Imam Al Ghazali sangat gemar menuntut ilmu. Ketika beranjak remaja, Imam Al Ghazali belajar kepada Ahmad bin Muhammad Razkafi. Ulama inilah yang telah mengajarkan Imam Al Ghazali tentang Al-Qur’an, hadis, dan fiqih.

Imam Al Ghazali seorang murid yang cerdas. Imam Al Ghazali fasih membaca Al-Qur’an, banyak hafal hadis dan tahu banyak hukum Islam pada waktu singkat.

Imam Al Ghazali melanjutkan pendidikannya ke kota Jurjan. Imam Al Ghazali belajar  di sekolah yang dipimpin oleh Abu Nasar Ismail, seorang ulama besar.

Setelah tiga tahun belajar, Imam Al Ghazali kembali ke kotanya. Dalam perjalanan pulang, ia dihadang oleh segerombolan perampok.

“Hai, kau! Serahkan hartamu!” hardik seorang perampok.

“Aku tidak memiliki harta kecuali pakaian dan kitab-kitab ini. Ambillah semua pakaianku, asal jangan kitab-kitabku karena di sana banyak terdapat ilmu.” Jawab Imam Al Ghazali.

“Buat apa ilmu jika hanya ada di kitab.” Kata salah seorang perampok.

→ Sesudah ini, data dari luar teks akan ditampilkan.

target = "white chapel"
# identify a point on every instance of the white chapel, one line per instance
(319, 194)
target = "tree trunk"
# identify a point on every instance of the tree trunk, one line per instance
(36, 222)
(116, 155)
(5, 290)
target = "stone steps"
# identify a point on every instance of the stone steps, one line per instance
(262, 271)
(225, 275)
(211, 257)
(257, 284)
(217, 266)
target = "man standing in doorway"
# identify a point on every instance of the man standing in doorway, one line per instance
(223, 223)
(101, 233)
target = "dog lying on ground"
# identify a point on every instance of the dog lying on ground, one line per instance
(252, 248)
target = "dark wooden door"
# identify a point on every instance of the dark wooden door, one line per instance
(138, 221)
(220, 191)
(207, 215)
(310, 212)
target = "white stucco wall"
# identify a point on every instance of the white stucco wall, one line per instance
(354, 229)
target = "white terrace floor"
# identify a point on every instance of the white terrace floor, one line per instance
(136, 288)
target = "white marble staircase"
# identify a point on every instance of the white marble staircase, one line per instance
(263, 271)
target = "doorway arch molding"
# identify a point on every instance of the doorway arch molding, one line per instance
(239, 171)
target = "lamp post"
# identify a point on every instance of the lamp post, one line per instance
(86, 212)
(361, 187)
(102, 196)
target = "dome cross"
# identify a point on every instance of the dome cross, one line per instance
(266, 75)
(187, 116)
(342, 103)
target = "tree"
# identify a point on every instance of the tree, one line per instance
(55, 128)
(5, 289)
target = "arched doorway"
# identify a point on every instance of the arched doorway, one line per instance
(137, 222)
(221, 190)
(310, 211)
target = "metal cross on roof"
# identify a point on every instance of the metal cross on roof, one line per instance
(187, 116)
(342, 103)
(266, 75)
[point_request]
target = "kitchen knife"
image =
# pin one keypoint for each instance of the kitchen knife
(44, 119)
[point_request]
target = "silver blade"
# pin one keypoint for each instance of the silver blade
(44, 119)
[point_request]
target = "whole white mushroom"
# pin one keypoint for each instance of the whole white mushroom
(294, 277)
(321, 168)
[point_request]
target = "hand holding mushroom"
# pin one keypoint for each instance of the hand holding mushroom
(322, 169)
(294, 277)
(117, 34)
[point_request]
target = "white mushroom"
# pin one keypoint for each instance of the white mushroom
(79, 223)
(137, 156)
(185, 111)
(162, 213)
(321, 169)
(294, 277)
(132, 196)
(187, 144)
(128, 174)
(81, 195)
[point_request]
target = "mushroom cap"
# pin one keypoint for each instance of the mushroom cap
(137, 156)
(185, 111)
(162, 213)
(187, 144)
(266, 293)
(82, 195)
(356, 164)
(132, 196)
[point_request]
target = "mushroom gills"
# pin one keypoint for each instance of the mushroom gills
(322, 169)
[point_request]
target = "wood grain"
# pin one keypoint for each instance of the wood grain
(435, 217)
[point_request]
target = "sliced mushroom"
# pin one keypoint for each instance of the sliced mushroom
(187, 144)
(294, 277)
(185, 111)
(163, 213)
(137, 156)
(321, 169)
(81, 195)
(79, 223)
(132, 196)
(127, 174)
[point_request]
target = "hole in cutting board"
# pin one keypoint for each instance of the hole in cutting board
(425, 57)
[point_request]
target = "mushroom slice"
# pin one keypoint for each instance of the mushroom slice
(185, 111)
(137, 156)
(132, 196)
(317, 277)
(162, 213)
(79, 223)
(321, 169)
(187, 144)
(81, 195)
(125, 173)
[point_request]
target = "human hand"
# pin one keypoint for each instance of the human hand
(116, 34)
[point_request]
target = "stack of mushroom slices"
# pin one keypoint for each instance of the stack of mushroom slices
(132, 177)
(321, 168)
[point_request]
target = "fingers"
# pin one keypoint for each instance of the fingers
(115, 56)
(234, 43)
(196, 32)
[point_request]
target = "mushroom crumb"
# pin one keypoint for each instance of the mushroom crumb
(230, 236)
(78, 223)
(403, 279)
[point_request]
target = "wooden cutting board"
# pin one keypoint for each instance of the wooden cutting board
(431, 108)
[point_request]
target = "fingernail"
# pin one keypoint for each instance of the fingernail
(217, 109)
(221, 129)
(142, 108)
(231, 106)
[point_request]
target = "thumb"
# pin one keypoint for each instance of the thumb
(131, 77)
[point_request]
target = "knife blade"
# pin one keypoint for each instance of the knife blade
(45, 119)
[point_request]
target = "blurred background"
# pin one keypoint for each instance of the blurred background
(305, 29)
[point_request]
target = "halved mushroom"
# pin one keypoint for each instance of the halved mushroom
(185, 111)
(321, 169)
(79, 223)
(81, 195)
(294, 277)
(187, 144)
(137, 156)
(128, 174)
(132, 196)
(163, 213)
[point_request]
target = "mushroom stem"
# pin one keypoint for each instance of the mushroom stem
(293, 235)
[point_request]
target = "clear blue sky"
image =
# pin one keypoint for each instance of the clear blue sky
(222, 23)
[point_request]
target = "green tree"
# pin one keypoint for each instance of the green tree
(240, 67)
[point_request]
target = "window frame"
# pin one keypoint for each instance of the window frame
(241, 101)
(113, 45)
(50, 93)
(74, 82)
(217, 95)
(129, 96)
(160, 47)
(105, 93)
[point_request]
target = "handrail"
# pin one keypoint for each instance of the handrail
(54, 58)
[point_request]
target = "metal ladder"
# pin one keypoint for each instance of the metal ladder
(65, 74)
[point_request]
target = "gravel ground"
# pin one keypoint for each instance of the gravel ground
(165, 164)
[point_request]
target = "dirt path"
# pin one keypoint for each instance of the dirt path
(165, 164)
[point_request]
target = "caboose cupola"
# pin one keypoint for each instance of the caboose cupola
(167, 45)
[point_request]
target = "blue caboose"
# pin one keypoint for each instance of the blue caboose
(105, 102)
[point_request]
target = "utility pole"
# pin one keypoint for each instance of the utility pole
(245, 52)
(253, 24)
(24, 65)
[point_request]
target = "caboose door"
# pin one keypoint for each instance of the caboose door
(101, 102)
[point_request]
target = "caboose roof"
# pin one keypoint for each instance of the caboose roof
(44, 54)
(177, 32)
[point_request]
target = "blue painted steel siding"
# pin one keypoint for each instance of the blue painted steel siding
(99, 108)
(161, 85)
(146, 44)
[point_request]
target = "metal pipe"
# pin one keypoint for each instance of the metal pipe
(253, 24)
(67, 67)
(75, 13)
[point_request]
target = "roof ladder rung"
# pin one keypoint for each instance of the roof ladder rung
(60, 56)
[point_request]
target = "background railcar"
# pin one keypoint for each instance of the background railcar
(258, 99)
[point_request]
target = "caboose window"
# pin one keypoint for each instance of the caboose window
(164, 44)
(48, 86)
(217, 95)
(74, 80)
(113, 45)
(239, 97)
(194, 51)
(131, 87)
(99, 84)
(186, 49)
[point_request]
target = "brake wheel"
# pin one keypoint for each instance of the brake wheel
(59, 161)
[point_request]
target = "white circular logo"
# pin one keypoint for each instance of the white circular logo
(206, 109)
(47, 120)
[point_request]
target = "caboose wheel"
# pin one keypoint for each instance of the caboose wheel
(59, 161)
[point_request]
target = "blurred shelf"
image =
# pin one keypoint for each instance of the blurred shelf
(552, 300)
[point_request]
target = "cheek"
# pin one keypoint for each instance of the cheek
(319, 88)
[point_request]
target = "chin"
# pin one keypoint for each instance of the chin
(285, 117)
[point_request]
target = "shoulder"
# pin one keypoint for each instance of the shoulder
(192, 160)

Mereka akhirnya membakar semua kitab-kitab da pakaian milik Imam Al Ghazali karena mereka merasa tak menemukan barang berharga.

Imam Al Ghazali bersedih. Dari peristiwa tersebut, akhirnya ia sadar bahwa ilmu sebaiknya memang di kepala bukan di kitab. Imam Al Ghazali pun meneguhkan hatinya untuk menghafal seluruh catatannya.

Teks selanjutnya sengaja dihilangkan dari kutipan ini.